You have to admire their honesty. During a recent tour of the City, Labour’s top dogs boasted of the party’s manifesto pledge to introduce a financial transaction tax should leader Jeremy Corbyn ever gain power.
The Tobin tax, which would apply to derivatives and bonds, has been fiercely opposed by UK officials and politicians in recent years. The EU wishes to introduce such a tax but the plan may, ironically, be thwarted by Brexit – many commentators now believe the determination to steal financial services away from London will trump Europe’s desire to raise bigger revenues from the trading of financial assets.

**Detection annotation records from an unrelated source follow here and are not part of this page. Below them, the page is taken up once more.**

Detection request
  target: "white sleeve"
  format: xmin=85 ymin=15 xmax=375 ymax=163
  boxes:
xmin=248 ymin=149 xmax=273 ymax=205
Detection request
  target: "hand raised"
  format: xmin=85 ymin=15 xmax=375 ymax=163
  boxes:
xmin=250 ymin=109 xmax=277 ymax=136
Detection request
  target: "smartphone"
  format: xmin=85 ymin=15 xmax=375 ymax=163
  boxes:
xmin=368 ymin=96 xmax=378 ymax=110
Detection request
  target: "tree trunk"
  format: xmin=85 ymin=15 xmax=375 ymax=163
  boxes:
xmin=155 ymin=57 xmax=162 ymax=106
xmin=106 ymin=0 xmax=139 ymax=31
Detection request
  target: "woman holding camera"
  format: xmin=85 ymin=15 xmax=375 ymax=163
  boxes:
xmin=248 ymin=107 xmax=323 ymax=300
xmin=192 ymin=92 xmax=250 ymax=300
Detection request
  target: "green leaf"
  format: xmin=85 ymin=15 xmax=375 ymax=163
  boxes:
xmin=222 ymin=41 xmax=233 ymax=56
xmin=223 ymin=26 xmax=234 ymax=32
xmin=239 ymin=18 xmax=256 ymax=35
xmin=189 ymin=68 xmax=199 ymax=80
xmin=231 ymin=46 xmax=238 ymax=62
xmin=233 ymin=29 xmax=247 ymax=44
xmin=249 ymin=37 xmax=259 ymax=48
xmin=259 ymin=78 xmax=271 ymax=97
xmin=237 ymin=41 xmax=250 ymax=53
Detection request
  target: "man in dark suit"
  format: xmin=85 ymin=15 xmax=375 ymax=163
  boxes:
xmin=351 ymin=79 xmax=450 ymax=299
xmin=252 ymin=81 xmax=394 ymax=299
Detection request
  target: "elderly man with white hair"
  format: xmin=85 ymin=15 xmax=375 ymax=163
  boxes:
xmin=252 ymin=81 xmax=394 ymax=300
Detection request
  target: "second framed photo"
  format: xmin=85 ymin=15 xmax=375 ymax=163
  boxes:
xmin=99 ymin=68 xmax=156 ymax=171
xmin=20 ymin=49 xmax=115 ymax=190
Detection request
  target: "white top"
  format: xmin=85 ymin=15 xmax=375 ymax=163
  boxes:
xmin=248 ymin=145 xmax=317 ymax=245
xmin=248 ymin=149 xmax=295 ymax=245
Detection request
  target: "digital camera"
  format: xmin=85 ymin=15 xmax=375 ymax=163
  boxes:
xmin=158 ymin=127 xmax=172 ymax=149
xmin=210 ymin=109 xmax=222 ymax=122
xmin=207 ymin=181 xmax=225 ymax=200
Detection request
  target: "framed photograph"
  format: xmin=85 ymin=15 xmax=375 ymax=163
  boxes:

For Britain to go ahead with the tax unilaterally might be the craziest post-Brexit policy suggested to date. It would damage one of our key competitive advantages, the status of London as a leading global hub for capital-raising, and push jobs to rival cities. There is little evidence it would make markets more stable and could in fact have the opposite effect, while also hitting anyone with a pension.
Little wonder the policy has been slammed as “madness” by London mayor Sadiq Khan, and “less Robin Hood than Mickey Mouse” by new Liberal Democrat leader Vince Cable.
Labour’s position on the Tobin tax, enthusiastically promoted by Corbyn and John McDonnell, has put shadow City minister Jonathan Reynolds in a tough position. Reynolds, who is far more sensible than his current bosses, admitted to Reuters that he was sceptical of the policy in the past. However, he now argues that banks “need to continue to rebuild public trust and support, and the tax contribution from the sector is a significant part of that”.
The problem with this argument is the suggestion – repeatedly made by McDonnell – that banks are not already paying a huge bill to the Treasury in light of the financial crisis.
The bank levy and bank surcharge, both introduced by Tory former chancellor George Osborne, raised nearly £17bn in the six years up to 2016-17 (enough to fund the starting salaries of around 60,000 nurses and 60,000 police officers for each of those years).
Then there are all the other taxes contributed by our financial sector – a whopping £71.4bn was paid by financial sector companies in the year to March 2016, accounting for 11.5 per cent of all government receipts.
Labour’s new taxes would shrink Britain’s most successful industry, either killing jobs and investment or pushing them abroad. On this, economist Avinash Persaud – the inspiration behind Labour’s move – is clear. The sector is too big in the UK and should be cut down to size, he argues, telling Reuters: “in Britain and America, in the Anglo-Saxon countries, I do think [the financial sector] is too large.”
Again – you have to admire their honesty.